/**
* Actionable error handling for Ensembl API responses.
* Maps known error patterns to context-specific suggestions.
*/
import { KNOWN_SPECIES, SPECIES_ALIASES } from "./species-data.js";
export class EnsemblError extends Error {
constructor(
message: string,
public readonly statusCode: number,
public readonly endpoint: string,
public readonly suggestion?: string,
public readonly example?: string
) {
super(message);
this.name = "EnsemblError";
}
toJSON() {
return {
error: this.message,
...(this.suggestion && { suggestion: this.suggestion }),
...(this.example && { example: this.example }),
success: false,
};
}
}
/**
* Compute Levenshtein edit distance between two strings.
*/
function levenshtein(a: string, b: string): number {
const m = a.length;
const n = b.length;
const dp: number[][] = Array.from({ length: m + 1 }, () =>
new Array<number>(n + 1).fill(0)
);
for (let i = 0; i <= m; i++) dp[i]![0] = i;
for (let j = 0; j <= n; j++) dp[0]![j] = j;
for (let i = 1; i <= m; i++) {
for (let j = 1; j <= n; j++) {
const cost = a[i - 1] === b[j - 1] ? 0 : 1;
dp[i]![j] = Math.min(
dp[i - 1]![j]! + 1,
dp[i]![j - 1]! + 1,
dp[i - 1]![j - 1]! + cost
);
}
}
return dp[m]![n]!;
}
/**
* Find the closest match from a list of candidates.

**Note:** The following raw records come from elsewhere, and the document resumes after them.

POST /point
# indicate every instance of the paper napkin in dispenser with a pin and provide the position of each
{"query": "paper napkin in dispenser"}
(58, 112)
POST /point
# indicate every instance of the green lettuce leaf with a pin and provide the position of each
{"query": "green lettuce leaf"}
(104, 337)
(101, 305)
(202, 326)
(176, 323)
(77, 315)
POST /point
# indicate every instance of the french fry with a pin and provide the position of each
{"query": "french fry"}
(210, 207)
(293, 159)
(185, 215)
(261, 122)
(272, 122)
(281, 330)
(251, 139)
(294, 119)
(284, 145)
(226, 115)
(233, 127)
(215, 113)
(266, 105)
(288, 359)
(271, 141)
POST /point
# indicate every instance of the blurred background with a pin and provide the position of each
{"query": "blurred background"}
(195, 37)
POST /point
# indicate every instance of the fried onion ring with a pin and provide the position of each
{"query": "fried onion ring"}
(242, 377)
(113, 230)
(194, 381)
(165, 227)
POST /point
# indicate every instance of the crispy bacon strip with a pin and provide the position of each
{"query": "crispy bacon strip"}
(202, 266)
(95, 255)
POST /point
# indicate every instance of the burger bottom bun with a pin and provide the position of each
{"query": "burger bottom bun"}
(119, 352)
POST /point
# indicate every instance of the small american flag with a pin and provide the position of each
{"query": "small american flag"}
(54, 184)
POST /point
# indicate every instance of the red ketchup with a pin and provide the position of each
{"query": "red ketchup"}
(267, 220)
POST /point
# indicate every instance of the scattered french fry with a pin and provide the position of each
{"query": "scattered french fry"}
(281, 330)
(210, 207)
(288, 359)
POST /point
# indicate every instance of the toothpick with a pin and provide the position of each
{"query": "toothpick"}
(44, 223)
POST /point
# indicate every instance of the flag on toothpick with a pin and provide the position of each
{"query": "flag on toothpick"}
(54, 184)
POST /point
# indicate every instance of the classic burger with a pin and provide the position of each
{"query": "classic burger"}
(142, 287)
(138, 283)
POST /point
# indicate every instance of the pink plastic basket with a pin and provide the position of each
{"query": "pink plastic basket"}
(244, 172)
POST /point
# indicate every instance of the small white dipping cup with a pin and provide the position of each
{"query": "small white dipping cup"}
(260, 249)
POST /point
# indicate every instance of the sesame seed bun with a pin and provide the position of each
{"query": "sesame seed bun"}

* Returns null if no candidate is within maxDistance.
*/
function findClosestMatch(
input: string,
candidates: string[],
maxDistance: number = 3
): string | null {
let bestMatch: string | null = null;
let bestDistance = Infinity;
const lower = input.toLowerCase();
for (const candidate of candidates) {
const dist = levenshtein(lower, candidate.toLowerCase());
if (dist < bestDistance && dist <= maxDistance) {
bestDistance = dist;
bestMatch = candidate;
}
}
return bestMatch;
}
function suggestSpecies(input: string): string | null {
const lower = input.toLowerCase().replace(/[\s-]/g, "_");
// Check aliases first (exact match on alias)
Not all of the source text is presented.